Environmental justice is predicated upon a wide-ranging critique of the current environmental protection paradigm. Environmental sociologist Robert Bullard notes:
[T]he current environmental protection paradigm has institutionalized unequal protection; traded human health for profit; placed the burden of proof on the “victims” rather than on the polluting industry; legitimated human exposure to harmful substances; promoted “risky” technologies such as incineration; exploited the vulnerability of economically and politically disenfranchised communities; subsidized ecological destruction; created an industry around risk assessment; delayed cleanup actions; and failed to develop pollution prevention as the overarching and dominant strategy.
Environmental justice developed nationally in three major phases. Analysis of these areas reveals the origins of the environmental justice movement and explains the future agenda of the movement.

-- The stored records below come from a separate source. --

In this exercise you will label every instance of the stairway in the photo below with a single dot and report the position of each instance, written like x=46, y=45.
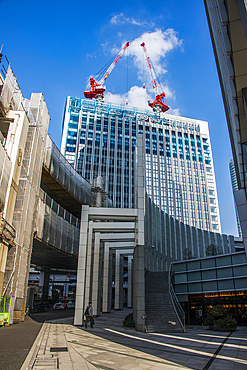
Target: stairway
x=160, y=314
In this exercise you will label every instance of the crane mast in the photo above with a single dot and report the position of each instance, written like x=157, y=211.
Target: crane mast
x=97, y=89
x=159, y=104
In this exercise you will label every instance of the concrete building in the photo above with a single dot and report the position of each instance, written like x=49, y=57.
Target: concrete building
x=228, y=29
x=40, y=197
x=100, y=139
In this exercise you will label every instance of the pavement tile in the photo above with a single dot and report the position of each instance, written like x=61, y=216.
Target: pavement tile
x=121, y=349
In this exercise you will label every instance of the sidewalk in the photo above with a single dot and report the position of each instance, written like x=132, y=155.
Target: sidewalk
x=108, y=346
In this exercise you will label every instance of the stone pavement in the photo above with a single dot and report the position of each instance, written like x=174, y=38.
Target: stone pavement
x=108, y=346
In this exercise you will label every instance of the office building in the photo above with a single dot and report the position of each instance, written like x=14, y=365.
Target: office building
x=228, y=29
x=100, y=139
x=235, y=188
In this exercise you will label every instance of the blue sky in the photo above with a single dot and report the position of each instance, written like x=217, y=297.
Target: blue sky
x=54, y=47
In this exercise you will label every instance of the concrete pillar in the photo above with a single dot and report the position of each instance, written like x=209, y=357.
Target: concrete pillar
x=99, y=194
x=130, y=282
x=107, y=279
x=81, y=268
x=41, y=283
x=139, y=288
x=96, y=286
x=119, y=281
x=88, y=290
x=46, y=281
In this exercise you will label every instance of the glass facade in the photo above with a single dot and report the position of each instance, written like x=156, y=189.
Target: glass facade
x=99, y=140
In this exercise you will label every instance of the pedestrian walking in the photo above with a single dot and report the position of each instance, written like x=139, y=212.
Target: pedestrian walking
x=89, y=315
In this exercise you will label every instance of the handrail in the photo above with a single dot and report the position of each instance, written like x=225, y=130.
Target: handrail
x=175, y=302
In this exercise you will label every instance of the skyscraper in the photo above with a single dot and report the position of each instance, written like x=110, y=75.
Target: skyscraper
x=228, y=29
x=99, y=139
x=235, y=188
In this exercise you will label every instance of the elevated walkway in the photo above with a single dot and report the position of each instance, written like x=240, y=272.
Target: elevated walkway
x=160, y=314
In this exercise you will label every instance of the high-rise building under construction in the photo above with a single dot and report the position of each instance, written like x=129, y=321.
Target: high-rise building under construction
x=99, y=139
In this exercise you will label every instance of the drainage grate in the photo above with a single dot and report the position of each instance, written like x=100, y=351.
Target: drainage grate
x=59, y=349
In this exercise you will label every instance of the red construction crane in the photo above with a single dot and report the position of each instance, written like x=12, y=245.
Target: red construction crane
x=160, y=103
x=97, y=89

The first phase covered events originating in Warren County, North Carolina, which culminated in the 1987 release of the landmark United Church of Christ Commission for Racial Justice report, Toxic Wastes and Race in the United States. The report was the first national study on the demographic patterns associated with hazardous waste site location. This phase changed the debate about the connection between race and the environment.
The second phase covered events rooted in communities of color. These events culminated in the First National People of Color Environmental Leadership Summit in 1991. This phase changed the debate about what constitutes the environmental movement itself.
Currently, we are in a third phase characterized by a multiplicity of emphases and tasks consonant with a movement that is blossoming on many different levels. This phase is changing the debate about what constitutes healthy and sustainable communities.